SWISH::Filters::ppt2html - Perl extension for filtering MS PowerPoint
documents with Swish-e

=head1 DESCRIPTION

This is a plug-in module that uses the xpdf package to convert MS
PowerPoint documents
to html for indexing by Swish-e.  

This filter plug-in requires the xlhtml package which includes ppthtml
available at:

   http://chicago.sourceforge.net/xlhtml

Currently produces document titles like /tmp/foo1234.  Need to alter
to pass actual
document title.


=head1 AUTHOR

Randy Thomas

=head1 SEE ALSO

L<SWISH::Filter>
---- end ppt2html.pm ----


I have not yet figured out how to pass a more useful title back to
Filter.pm.  The code above generates doc titles like "/tmp/foo1234"
where I'd like to have the actual name of the .ppt file instead.  I'm
still reading all the docs, so I'm sure I'll get to the answer
eventually, but if anyone wants to give me a hint I won't mind :)

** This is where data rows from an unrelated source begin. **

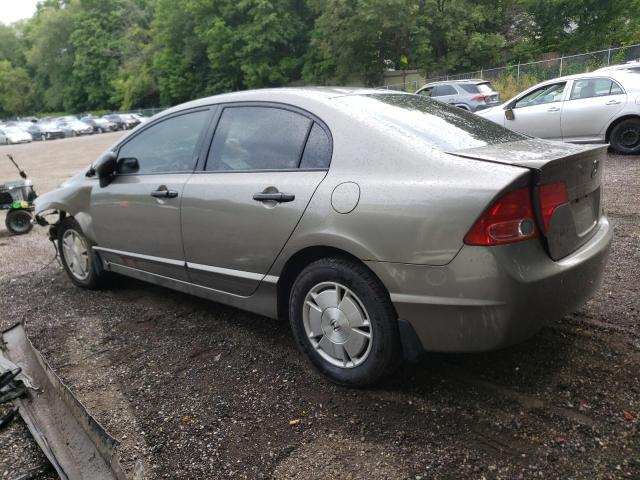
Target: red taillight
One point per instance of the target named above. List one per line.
(552, 195)
(510, 219)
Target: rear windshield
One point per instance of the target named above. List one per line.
(469, 87)
(477, 87)
(441, 126)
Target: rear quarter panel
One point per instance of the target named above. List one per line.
(415, 205)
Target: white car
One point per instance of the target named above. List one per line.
(596, 107)
(14, 135)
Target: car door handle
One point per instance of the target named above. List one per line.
(164, 192)
(274, 197)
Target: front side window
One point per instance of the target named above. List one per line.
(542, 95)
(594, 87)
(165, 147)
(258, 138)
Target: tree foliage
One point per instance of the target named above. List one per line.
(78, 55)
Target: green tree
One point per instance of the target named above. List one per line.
(50, 56)
(16, 90)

Another small item I miss from my htdig setup is automatic indexing
inside .zip, .Z, .gz, .tar archives.  I'm not really sure how to chain
the filters so that, after unzipping an archive, the ppt, doc, xls,
html, txt, etc. files inside will be passed to the appropriate filter.
 Does this recursion happen automatically, or do I have to specify it
in my config?

Would it be possible to use FIleFilter directives (even though I'm
using prog / spider.pl )?  Something like:

FileFIlter .gz gzip "-c '%p'"
FileFIlter .zip unzip "-p '%p'"
etc. for all compression/archive types?

Will the files inside each archive be passed along to the next
appropriate filter?  How about (unfortunate cases) where there's a .gz
or .tar file inside a .zip file?  I'd like to dig as deep as possible.

Any hints or tips will be appreciated; thanks again for the great tool.

Randy
Received on Wed Feb 2 08:36:28 2005